Last week, Chicago Mayor Richard Daley vetoed a proposed city ordinance that would have forced Big Box stores to pay employees at least $10 an hour plus $3 in benefits by 2010 (see the Aug.14 edition of GPN Weekly). The next day Chicago’s City Council failed by three votes to override Daley’s veto. It was the first time Daley had ever used his veto power in the 17 years he has been Chicago’s mayor.
Daley said he was in favor of paying higher wages to workers but he believed those regulations should be set by the state or federal government, not the city government.
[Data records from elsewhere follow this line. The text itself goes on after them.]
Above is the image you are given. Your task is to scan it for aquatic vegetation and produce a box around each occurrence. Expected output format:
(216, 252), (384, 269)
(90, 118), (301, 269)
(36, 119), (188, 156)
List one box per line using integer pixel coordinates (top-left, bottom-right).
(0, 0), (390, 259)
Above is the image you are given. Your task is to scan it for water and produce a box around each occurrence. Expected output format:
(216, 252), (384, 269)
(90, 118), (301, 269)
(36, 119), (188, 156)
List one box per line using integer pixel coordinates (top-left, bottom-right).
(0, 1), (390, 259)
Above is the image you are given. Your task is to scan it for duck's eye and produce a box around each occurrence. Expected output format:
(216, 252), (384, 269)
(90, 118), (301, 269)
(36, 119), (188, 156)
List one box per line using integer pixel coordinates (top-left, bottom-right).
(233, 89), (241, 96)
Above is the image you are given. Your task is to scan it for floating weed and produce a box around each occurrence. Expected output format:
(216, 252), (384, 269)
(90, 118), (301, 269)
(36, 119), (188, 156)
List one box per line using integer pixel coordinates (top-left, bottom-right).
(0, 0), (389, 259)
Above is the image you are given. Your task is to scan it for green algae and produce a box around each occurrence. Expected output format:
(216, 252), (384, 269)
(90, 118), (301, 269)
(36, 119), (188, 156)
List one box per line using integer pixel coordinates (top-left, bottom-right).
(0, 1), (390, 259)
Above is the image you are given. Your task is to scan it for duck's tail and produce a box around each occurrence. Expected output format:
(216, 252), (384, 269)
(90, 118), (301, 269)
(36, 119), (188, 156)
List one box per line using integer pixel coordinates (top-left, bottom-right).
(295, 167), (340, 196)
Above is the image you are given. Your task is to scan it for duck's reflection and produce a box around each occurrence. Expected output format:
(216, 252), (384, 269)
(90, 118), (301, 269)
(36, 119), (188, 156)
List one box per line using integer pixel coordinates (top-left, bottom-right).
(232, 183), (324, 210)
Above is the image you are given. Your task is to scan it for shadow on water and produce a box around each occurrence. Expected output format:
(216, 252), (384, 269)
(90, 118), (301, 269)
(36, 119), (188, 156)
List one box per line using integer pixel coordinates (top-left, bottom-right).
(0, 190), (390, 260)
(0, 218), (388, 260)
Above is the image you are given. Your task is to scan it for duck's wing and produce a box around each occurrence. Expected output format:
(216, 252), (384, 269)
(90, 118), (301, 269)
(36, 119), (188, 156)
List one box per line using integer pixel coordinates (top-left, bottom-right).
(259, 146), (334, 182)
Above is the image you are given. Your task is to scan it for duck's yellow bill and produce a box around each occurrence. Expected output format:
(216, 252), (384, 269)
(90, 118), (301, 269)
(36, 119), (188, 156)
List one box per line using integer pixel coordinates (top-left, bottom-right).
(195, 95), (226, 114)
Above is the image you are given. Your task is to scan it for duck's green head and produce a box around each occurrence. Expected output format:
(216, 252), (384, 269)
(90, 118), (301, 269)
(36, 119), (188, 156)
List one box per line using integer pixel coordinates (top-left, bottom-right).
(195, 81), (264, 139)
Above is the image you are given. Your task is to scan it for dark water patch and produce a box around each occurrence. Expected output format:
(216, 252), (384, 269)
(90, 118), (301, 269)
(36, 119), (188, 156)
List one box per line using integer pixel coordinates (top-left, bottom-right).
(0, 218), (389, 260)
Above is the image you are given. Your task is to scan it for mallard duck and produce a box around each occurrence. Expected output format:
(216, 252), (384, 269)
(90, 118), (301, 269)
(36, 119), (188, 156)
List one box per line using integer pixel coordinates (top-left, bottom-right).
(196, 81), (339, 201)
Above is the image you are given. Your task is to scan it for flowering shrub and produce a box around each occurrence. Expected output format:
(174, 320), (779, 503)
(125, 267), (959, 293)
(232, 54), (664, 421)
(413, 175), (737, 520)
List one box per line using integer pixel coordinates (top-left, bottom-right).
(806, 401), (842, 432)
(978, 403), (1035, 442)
He said he feared Chicago would lose the jobs and tax revenue to surrounding suburban communities.
Chicago Alderman Joe Moore, a sponsor of the original ordinance, vowed to continue to push for the ordinance, telling the Chicago Tribune “I can assure you this issue will not go away.” Some aldermen said they would try to get similar legislation on the ballot in 2007 and let voters decide the issue. Other labor groups also said they would continue to push for a “living wage” law in Chicago.
In an article in the Tribune, Michael Lewis, a Wal-Mart senior vice president, said, “We commend Mayor Daley for vetoing the ordinance and ensuring more jobs, more convenience and more choice for Chicago working families.”
The ordinance would have impacted at least 40 existing retail stores in Chicago. After the City council passed the original ordinance, several retailers put their expansion plans on hold for Chicago. Chicago Alderman Danny Solis told the Tribune Wal-Mart officials had promised him the company would build at least five stores in the city if the ordinance was revoked.
Commenting on Daley’s actions, Tracy Mullin, president and CEO of the National Retail Federation, said, “This veto is a triumph of reason over politics.”